Using DNA microarrays, it was found that FSH receptors through G-proteins regulate at least 9 genes (Sasson et al, 2003). This process is mediated through cAMP activated protein kinase A through activation of adenylyl cyclase by stimulatory G-proteins. The other gonadotropin-receptor-mediated and proliferation-associated signal proteins are P13K-AKT and EPAC (Wayne et al. 2007). A cascade of gene expression particularly those of proliferation and/or metastasis are triggered through these signals. These include genes for vascular endothelial growth factor (VEGF), metalloproteinase a, tumor necrosis factor-α (for metastasis), and interleukin-1 and 6 (cytokines), epidermal growth factor receptor etc. (for proliferation). Several caspases, mediating apoptosis, are also expressed for routine cell maintenance.

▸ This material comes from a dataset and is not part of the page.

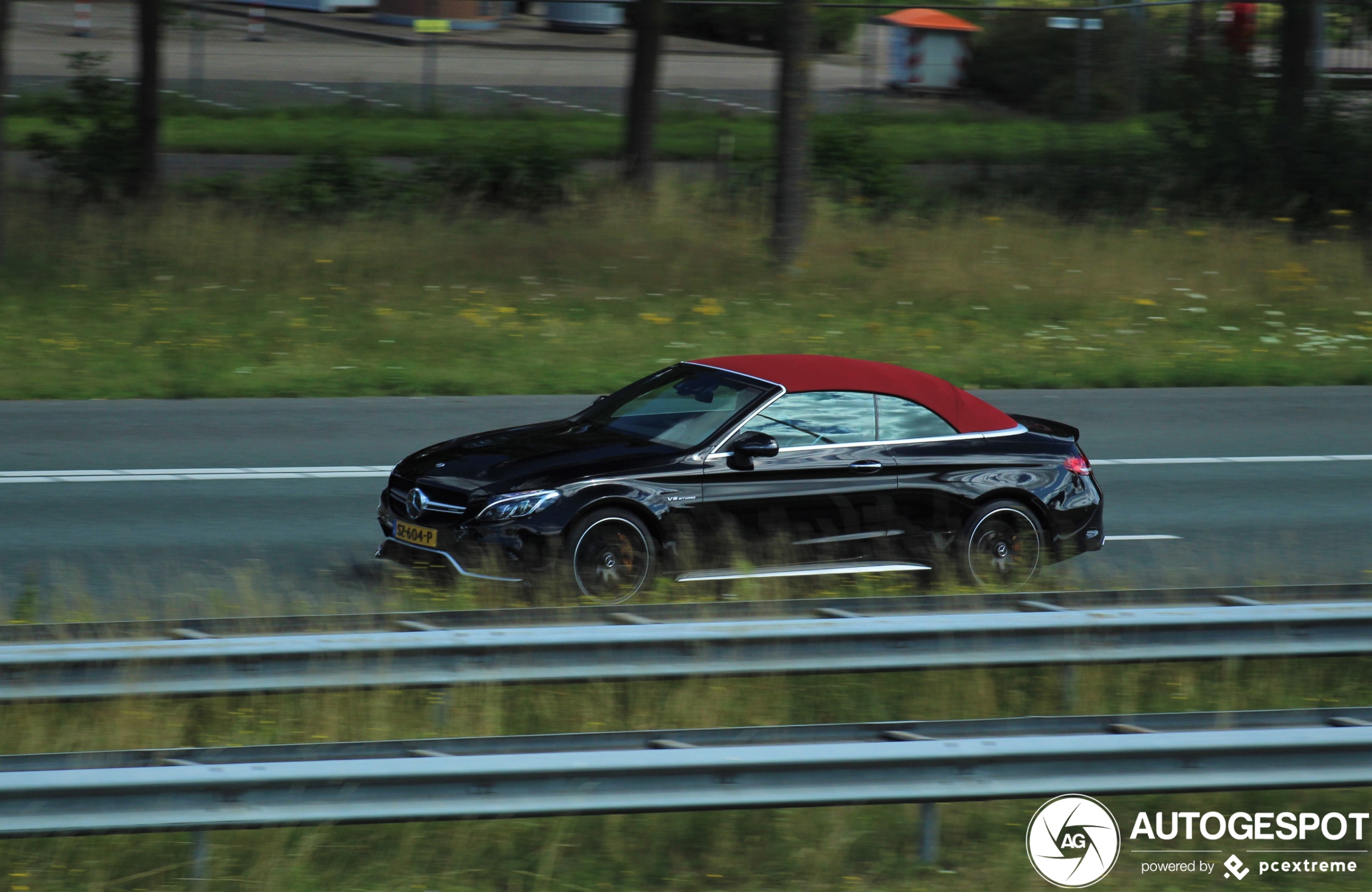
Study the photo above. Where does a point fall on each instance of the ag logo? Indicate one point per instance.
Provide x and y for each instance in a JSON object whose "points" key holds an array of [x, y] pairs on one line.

In conclusion, progesterone appears to be a candidate suppressing OSE proliferation and preventing follicular differentiation, thereby not allowing antral follicles to form. Its effect during pregnancy seems to be overriding the positive effect of estrogens on OSE proliferation and follicle development. These hormones regulate OSE proliferative activities through gonadotropins, via stimulating their receptors and signal molecules.
Conditions that suppress ovulation like multiple pregnancies, breastfeeding and use of oral contraceptives suppress follicular differentiation and OSE proliferative activities. This is due to high serum progesterone and low LH, FSH and hCG concentrations. High progesterone may have a direct negative effect on gonadotropin production and thereby it might inhibit events leading to both follicular development and OSE proliferation.
Another likely candidate could be some inhibitory factors of matured follicles, viz. anti mullerian hormone (AMH), which is present in GC’s of all growing follicles up a stage of selection (Durlinger et al. 2002). These factors may prevent early follicle differentiation as already found in case of anoestrous sheep. This is to be noted that AMH is a crucial factor for initial follicle recruitment.